MPF aponta risco de morte de yanomamis em jornadas por benefícios no AM
MANAUS, AM (FOLHAPRESS) - O MPF (Ministério Público Federal) apontou, em petição encaminhada à Justiça Federal na última quinta (15), insegurança alimentar e risco de morte de indígenas yanomamis que ficam no lado do Amazonas, em razão de deslocamentos forçados para cadastros e saques de benefícios em cidades como Barcelos, no médio rio Negro.
No documento, assinado pelo procurador Fernando Merloto Soave, o MPF pediu que o governo federal seja obrigado a enviar servidores à região em "caráter emergencial", de forma a diminuir a "vulnerabilidade atual dos yanomamis".
A Procuradoria no Amazonas também quer que Funai (Fundação Nacional dos Povos Indígenas), Caixa Econômica Federal e INSS (Instituto Nacional do Seguro Social) sejam condenados pela Justiça para adequação das políticas públicas referentes a benefícios sociais, como aposentadorias e Bolsa Família. O MPF já havia movido ação civil pública nesse sentido.
Centenas de yanomamis se deslocam a Barcelos todos os meses, para cadastro e saques de benefícios. As jornadas podem durar até nove dias, pois as viagens são feitas em embarcações com motores de baixíssima potência.
Grupos de indígenas fazem paradas ao longo do percurso, no curso do rio Negro, para alimentação e descanso. Eles também ficam alojados na cidade.
Vídeos encaminhados ao MPF no Amazonas, com registro de destruição de barracas por um temporal (que feriu crianças yanomamis), embasaram o pedido apresentado à Justiça.
A Procuradoria quer que o acesso a benefícios como Bolsa Família e aposentadorias ocorra diretamente nas comunidades, sem a necessidade dos longos deslocamentos forçados. E que os indígenas sejam consultados, dentro do que prevê a convenção número 169 da OIT (Organização Internacional do Trabalho).

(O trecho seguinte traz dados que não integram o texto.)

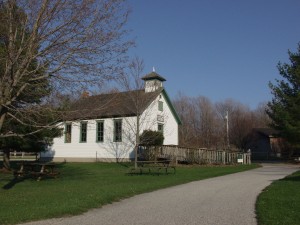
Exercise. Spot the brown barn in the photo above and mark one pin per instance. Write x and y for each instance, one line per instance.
(265, 144)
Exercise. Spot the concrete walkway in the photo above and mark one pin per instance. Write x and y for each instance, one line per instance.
(226, 200)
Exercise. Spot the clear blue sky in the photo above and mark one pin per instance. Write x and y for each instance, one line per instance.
(216, 48)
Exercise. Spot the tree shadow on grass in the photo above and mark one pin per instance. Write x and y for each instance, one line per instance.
(13, 182)
(16, 179)
(294, 178)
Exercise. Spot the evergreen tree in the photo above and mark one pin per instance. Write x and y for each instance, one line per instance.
(27, 117)
(284, 109)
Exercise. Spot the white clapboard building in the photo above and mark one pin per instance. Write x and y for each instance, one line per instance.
(103, 127)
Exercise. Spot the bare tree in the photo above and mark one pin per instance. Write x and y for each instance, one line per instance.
(71, 44)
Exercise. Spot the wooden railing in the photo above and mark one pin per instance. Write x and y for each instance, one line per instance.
(193, 155)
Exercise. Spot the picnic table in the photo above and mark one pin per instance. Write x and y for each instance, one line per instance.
(154, 167)
(37, 170)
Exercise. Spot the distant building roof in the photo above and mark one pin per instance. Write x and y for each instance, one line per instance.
(267, 131)
(153, 75)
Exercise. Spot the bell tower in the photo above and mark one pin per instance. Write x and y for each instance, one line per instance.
(153, 81)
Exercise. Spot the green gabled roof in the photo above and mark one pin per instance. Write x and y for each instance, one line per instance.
(152, 76)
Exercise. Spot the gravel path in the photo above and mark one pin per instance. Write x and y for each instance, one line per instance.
(226, 200)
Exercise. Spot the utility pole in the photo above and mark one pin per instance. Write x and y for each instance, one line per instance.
(227, 129)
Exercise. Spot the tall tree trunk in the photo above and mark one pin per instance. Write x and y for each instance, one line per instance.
(137, 140)
(6, 159)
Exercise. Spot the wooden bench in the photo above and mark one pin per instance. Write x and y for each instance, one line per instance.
(37, 170)
(153, 167)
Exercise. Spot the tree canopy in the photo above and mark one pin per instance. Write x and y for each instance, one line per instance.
(284, 109)
(55, 46)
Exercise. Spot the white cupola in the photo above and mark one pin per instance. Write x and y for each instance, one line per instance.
(153, 81)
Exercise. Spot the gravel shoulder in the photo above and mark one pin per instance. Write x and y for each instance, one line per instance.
(226, 200)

A realidade cultural diferenciada de povos indígenas de recente contato deve ser levada em conta pelos órgãos públicos, "contemplando a urgência na adoção das medidas necessárias em face da grave vulnerabilidade atual", afirmou o MPF na petição à Justiça Federal no Amazonas.

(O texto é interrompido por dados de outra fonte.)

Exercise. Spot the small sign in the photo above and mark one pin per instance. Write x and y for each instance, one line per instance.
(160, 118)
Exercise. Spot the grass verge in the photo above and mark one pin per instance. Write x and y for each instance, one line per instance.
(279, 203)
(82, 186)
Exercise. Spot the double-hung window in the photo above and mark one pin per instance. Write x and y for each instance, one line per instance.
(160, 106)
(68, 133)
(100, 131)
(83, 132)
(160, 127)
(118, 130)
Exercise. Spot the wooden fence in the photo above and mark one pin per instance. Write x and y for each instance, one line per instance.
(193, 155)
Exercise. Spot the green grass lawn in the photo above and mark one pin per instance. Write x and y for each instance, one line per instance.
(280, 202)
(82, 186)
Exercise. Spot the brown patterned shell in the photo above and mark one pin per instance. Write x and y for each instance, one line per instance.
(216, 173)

O problema se estende a outros indígenas no estado, conforme o MPF, como os hupdahs, yuhupdehs, madiha kulinas e pirahãs.
A Procuradoria apontou no documento um bate-cabeça da Funai do governo Lula (PT) diante do problema.
"Chega-se a haver uma ausência completa de coordenação e de entendimento entre a própria área que realiza a defesa jurídica do órgão indigenista oficial e a área executiva", afirmou o procurador Merloto.
No último dia 12, a Funai pediu a extinção do processo sobre adequação dos benefícios, enquanto técnicos seguem fazendo reuniões mensais para tentar uma articulação entre União, estado e município que evite os deslocamentos forçados dos yanomamis até Barcelos.
"Enquanto isso, os povos indígenas e tradicionais permanecem vulneráveis às políticas públicas desenvolvidas sem respeito à cultura e tradições", disse o MPF.
A reportagem questionou a Funai sobre os apontamentos feitos e não houve resposta até a publicação deste texto.
O fluxo de centenas de yanomamis a núcleos urbanos é agravado pelos deslocamentos desses indígenas para exploração na extração da piaçaba, como a Folha mostrou em série de reportagens publicadas em maio.
O modelo rudimentar a que são submetidos endivida os trabalhadores, incluídos yanomamis que vivem em aldeias da terra indígena situadas no lado do Amazonas. O território se estende por Roraima, onde estão 17 mil indígenas. No Amazonas, são 10,3 mil.
O apagão da Funai na região -iniciado em 2018 no governo Michel Temer (MDB), agravado nos anos de Jair Bolsonaro (PL) e mantido nos primeiros meses da gestão de Lula- resultou em um avanço da presença de indígenas na extração da piaçaba, a fibra de uma palmeira ainda usada largamente na fabricação de vassouras.
Há indícios de retirada da fibra de dentro do território demarcado, por pessoas que não vivem na área.
Além disso, os yanomamis percorrem longas jornadas até comunidades ao longo do rio Padauiri, fora da área demarcada, em viagens que duram três dias em embarcações com motores de baixa potência -as "rabetinhas".
O MPF disse que acompanha os casos de exploração, e tenta obrigar o reforço de servidores da Funai em Barcelos.
O órgão na cidade tem apenas um servidor efetivo e um terceirizado. A coordenação é feita por um substituto, que se desloca periodicamente de São Gabriel da Cachoeira (AM) para o município. As fiscalizações na região dos piaçabais são praticamente inexistentes.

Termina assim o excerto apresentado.